7 associations (*) ont déposé lundi 28 juin 2010 un recours devant
le Conseil d'Etat pour obtenir l’annulation du décret n° 2010-402 autorisant EDF à créer une installation dénommée ICEDA – Installation
de Conditionnement et d’Entreposage de Déchets Activés – sur la commune
de Saint-Vulbas (Ain), près de la centrale nucléaire du Bugey. Ce
décret a été publié au journal officiel le 25 avril 2010.
L'installation a pour but de conditionner et d'entreposer provisoirement
– pendant 50 ans selon EDF …– des déchets très radioactifs venant
de toute la France : déchets produits dans le cadre du programme
de démantèlement des centrales nucléaires de première génération
et du surgénérateur SUPERPHENIX de Creys-Malville et déchets
de même nature issus des centrales en exploitation.

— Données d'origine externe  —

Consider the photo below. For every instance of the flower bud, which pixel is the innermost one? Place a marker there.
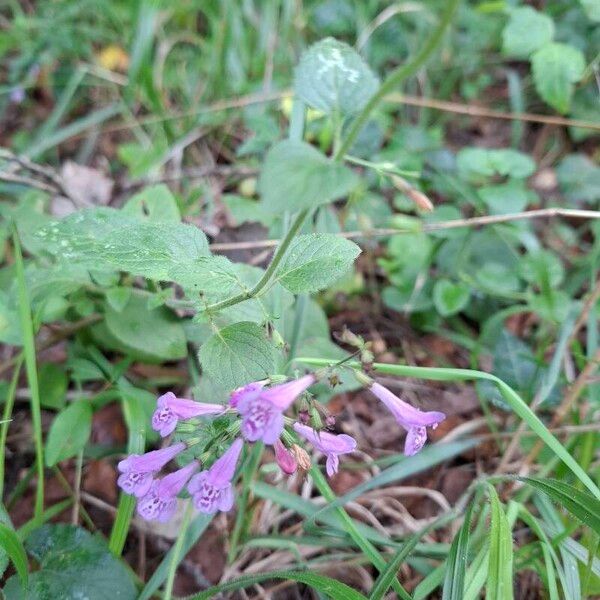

Il s’agit
de déchets
activés, rendus radioactifs par leur exposition au flux de neutrons
généré par les fissions.
Or, depuis l’annulation du décret de démantèlement de la centrale
de Brennilis en juin 2007, de nombreuses associations dénoncent
la mise en œuvre du démantèlement des installations, démantèlement
complet
et immédiat, sans débat national préalable et sans étude comparative
des avantages et inconvénients des différentes options (démantèlement
immédiat, démantèlement différé - option préférée par EDF jusqu’en
2001, confinement sur place…).
Concernant le projet de démantèlement de Brennilis, l’absence
de ces études a d’ailleurs été l’une des motivations de l’avis
défavorable
de la commission d’enquête publique, en mars 2010.

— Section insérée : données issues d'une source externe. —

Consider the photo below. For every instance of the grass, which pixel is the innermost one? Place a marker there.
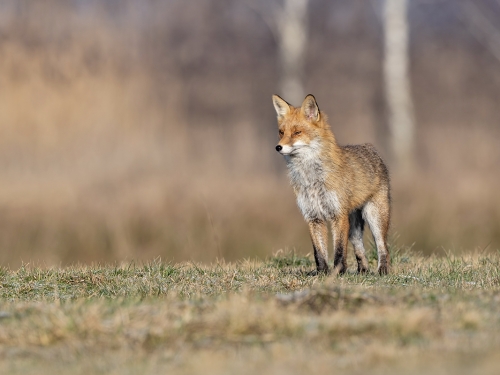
(432, 314)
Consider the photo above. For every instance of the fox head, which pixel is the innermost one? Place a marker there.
(299, 128)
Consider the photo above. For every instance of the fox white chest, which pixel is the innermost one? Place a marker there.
(315, 201)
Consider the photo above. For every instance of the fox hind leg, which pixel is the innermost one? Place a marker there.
(377, 213)
(340, 231)
(319, 236)
(356, 228)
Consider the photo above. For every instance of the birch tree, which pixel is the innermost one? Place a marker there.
(397, 84)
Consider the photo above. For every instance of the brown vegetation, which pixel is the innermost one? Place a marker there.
(134, 131)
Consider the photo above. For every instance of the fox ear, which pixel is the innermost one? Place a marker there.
(282, 108)
(310, 108)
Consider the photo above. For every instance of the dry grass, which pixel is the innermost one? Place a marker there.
(252, 316)
(116, 145)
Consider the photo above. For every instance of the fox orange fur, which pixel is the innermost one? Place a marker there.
(344, 185)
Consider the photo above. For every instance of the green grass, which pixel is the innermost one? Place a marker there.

Le projet ICEDA, qui constitue l’un des éléments clefs du
programme de démantèlement, participe des mêmes dysfonctionnements.
Des
études comparatives auraient dû être conduites afin de
déterminer si la
création d’ICEDA, installation provisoire, est ou non justifiée.
Ce choix implique, entre autres problèmes, une augmentation
importante des transports de déchets nucléaires dangereux.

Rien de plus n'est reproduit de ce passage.